Steve Jobs first showed off iOS 4 at Apple’s Worldwide Developers Conference on June 7, 2010, alongside the iPhone 4. The new mobile OS made it exceedingly clear that the iPhone was now a productivity tool in its own right, rather than simply an entertainment device.

iOS 4 ladled on new features, including spell-checking, Bluetooth keyboard compatibility and Home screen backgrounds. Most crucially, however, it brought multitasking to the iPhone for the first time.

The update gave users the ability to keep certain apps running in the background while using others (for instance, playing music while reading a website). It also made it easy to skip between different open apps.

FaceTime, Game Center and iBooks

In addition, iOS 4 delivered a host of other neat innovations. These included Home screen folders and a new unified Mail inbox capable of managing different accounts. A new geolocation feature made it easier to sort your images (an early precursor to the AI filtering that arrived in iOS 10).

Apple’s new software for iPhone and iPad also added a zoom mode and tap-to-focus features for the camera, plus web and Wikipedia results in Universal Search.

However, iOS 4’s biggest talking point was the addition of FaceTime. Apple’s proprietary app let iPhone and iPad users communicate in real time using audio and video. FaceTime earned good reviews from most users, but the deaf community in particular embraced the new technology, which worked well with sign language. (Apple emphasized this capability in a FaceTime ad at the time.)

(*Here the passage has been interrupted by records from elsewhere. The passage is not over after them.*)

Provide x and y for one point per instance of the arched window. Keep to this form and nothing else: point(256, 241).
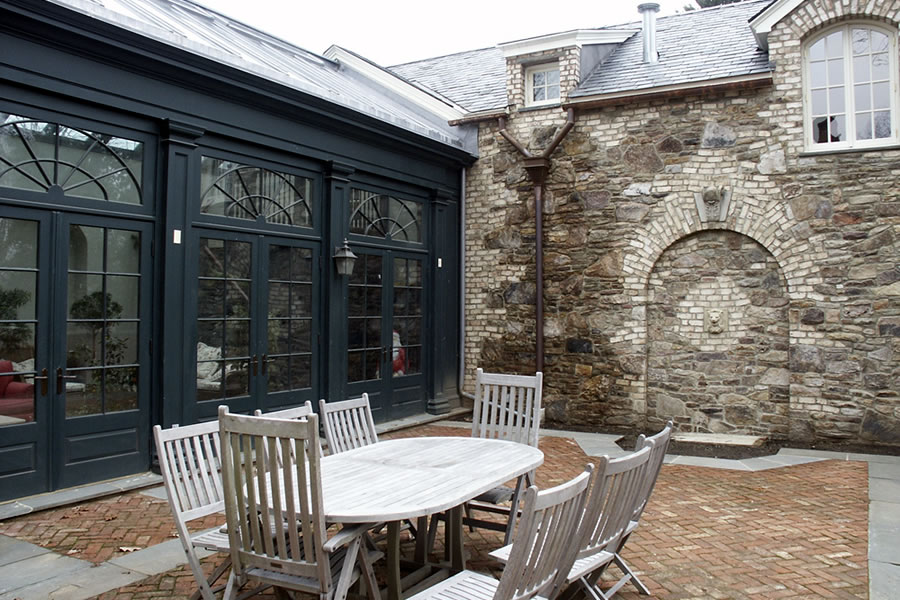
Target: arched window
point(851, 88)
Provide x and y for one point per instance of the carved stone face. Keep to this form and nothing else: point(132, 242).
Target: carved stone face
point(712, 198)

Some new iOS 4 features proved controversial

Not everything about Apple’s new mobile OS proved successful, however. It also introduced two controversial new apps: Game Center and iBooks.

A social network for gamers, Game Center never really caught on. (Apple quietly killed the Game Center app in 2016, although it continues to function as a social gaming network.)

iBooks, meanwhile, showcased Apple’s new excitement about e-books. That ultimately landed the company in hot water after Cupertino colluded with publishers to fix e-book prices.